If jobfile is specified as `-', the job file will be read from standard
input.
Global Section
The global section contains default parameters for jobs specified in
the job file. A job is only affected by global sections residing above
it, and there may be any number of global sections. Specific job
definitions may override any parameter set in global sections.
JOB PARAMETERS
Types
Some parameters may take arguments of a specific type. The types used
are:
str String: a sequence of alphanumeric characters.
int SI integer: a whole number, possibly containing a suffix
denoting the base unit of the value. Accepted suffixes are `k',
'M', 'G', 'T', and 'P', denoting kilo (1024), mega (1024^2),
giga (1024^3), tera (1024^4), and peta (1024^5) respectively.
The suffix is not case sensitive. If prefixed with '0x', the
value is assumed to be base 16 (hexadecimal). A suffix may
include a trailing 'b', for instance 'kb' is identical to 'k'.

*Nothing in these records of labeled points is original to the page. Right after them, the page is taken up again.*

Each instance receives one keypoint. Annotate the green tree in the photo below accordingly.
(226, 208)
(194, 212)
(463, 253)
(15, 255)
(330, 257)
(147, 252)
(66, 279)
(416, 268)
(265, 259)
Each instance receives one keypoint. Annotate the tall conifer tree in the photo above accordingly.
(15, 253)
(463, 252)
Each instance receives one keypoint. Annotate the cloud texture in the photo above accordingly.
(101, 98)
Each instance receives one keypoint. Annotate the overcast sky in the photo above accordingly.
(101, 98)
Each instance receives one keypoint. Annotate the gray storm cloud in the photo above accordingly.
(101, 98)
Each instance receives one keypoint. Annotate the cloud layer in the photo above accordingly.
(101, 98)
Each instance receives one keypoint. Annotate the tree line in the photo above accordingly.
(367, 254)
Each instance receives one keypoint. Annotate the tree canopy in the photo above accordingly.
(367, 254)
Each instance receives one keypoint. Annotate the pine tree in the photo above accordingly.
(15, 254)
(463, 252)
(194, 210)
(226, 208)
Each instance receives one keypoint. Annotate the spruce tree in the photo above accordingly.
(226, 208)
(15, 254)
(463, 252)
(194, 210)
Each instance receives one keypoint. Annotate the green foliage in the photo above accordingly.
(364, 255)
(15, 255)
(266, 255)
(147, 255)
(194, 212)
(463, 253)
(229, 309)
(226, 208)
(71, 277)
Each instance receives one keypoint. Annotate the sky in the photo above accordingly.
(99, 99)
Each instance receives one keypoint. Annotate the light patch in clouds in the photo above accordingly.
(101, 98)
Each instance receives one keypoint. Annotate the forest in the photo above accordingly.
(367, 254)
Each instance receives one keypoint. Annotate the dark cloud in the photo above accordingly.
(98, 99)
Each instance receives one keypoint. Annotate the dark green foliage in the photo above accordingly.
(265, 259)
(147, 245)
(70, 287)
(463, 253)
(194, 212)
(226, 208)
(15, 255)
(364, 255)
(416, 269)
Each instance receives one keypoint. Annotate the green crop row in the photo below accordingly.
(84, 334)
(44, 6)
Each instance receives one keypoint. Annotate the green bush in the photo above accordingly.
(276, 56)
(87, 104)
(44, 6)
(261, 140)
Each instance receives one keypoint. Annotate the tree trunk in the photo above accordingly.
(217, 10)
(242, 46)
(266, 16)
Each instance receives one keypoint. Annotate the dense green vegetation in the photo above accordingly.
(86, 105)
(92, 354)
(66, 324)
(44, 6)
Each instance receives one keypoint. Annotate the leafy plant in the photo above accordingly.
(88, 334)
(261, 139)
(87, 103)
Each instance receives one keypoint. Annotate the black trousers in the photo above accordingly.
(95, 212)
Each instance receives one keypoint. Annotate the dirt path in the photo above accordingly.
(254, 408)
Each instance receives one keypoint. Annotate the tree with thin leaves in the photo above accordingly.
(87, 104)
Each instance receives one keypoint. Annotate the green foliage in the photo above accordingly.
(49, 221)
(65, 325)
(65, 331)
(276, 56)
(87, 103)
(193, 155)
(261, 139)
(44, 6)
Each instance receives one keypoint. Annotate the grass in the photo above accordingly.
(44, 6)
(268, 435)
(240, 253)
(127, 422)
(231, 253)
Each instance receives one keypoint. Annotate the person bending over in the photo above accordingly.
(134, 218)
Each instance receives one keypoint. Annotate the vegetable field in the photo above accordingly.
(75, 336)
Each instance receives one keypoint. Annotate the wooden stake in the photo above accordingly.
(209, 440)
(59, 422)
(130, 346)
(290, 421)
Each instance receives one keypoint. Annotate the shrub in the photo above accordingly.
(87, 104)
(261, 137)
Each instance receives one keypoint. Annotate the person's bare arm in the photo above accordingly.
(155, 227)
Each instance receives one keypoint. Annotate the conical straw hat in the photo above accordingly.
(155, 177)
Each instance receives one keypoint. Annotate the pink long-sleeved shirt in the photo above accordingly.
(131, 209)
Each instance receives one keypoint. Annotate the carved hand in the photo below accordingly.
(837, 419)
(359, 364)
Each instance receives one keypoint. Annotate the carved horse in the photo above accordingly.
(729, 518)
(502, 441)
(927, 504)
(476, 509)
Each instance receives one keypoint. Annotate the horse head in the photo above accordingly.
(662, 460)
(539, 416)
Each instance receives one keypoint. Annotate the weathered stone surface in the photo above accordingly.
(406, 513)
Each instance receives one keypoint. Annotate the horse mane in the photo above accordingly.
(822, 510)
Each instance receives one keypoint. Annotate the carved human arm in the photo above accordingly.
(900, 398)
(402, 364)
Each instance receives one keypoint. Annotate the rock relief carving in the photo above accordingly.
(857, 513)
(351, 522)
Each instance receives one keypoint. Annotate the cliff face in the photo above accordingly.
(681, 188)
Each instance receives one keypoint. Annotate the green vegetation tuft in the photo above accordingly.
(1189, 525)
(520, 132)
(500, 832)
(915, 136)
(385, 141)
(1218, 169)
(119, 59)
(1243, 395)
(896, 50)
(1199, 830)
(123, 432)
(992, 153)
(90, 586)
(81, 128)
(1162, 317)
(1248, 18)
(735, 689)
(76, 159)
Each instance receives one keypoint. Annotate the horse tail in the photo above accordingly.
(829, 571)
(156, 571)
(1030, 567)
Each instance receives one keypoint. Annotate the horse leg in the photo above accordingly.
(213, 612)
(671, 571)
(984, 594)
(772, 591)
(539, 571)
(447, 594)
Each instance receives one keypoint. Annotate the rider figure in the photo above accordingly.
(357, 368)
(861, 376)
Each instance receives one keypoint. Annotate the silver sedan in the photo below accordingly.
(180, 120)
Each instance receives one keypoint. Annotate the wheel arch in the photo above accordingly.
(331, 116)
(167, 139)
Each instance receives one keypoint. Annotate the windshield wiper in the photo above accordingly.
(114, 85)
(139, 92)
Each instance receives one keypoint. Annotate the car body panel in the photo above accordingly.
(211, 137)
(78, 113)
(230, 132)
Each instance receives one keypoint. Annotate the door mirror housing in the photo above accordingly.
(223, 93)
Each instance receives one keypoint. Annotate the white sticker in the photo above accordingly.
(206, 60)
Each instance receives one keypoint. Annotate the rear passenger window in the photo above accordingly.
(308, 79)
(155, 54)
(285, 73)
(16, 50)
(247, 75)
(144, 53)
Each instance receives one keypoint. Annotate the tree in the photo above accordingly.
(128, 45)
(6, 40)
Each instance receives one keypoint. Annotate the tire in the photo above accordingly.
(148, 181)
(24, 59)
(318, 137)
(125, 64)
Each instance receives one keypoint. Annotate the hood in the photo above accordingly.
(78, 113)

You can specify a base 10 value by using 'KiB', 'MiB', 'GiB',
etc. This is useful for disk drives where values are often given
in base 10 values. Specifying '30GiB' will get you 30*1000^3
bytes.
bool Boolean: a true or false value. `0' denotes false, `1' denotes
true.
irange Integer range: a range of integers specified in the format
lower:upper or lower-upper. lower and upper may contain a suffix
as described above. If an option allows two sets of ranges,
they are separated with a `,' or `/' character. For example:
`8-8k/8M-4G'.
float_list
List of floating numbers: A list of floating numbers, separated
by a ':' charcater.
Parameter List
name=str
May be used to override the job name. On the command line, this
parameter has the special purpose of signalling the start of a
new job.
description=str
Human-readable description of the job. It is printed when the
job is run, but otherwise has no special purpose.
directory=str
Prefix filenames with this directory. Used to place files in a
location other than `./'.
filename=str
fio normally makes up a file name based on the job name, thread
number, and file number. If you want to share files between
threads in a job or several jobs, specify a filename for each of
them to override the default. If the I/O engine used is `net',
filename is the host and port to connect to in the format
host/port. If the I/O engine is file-based, you can specify a
number of files by separating the names with a `:' character.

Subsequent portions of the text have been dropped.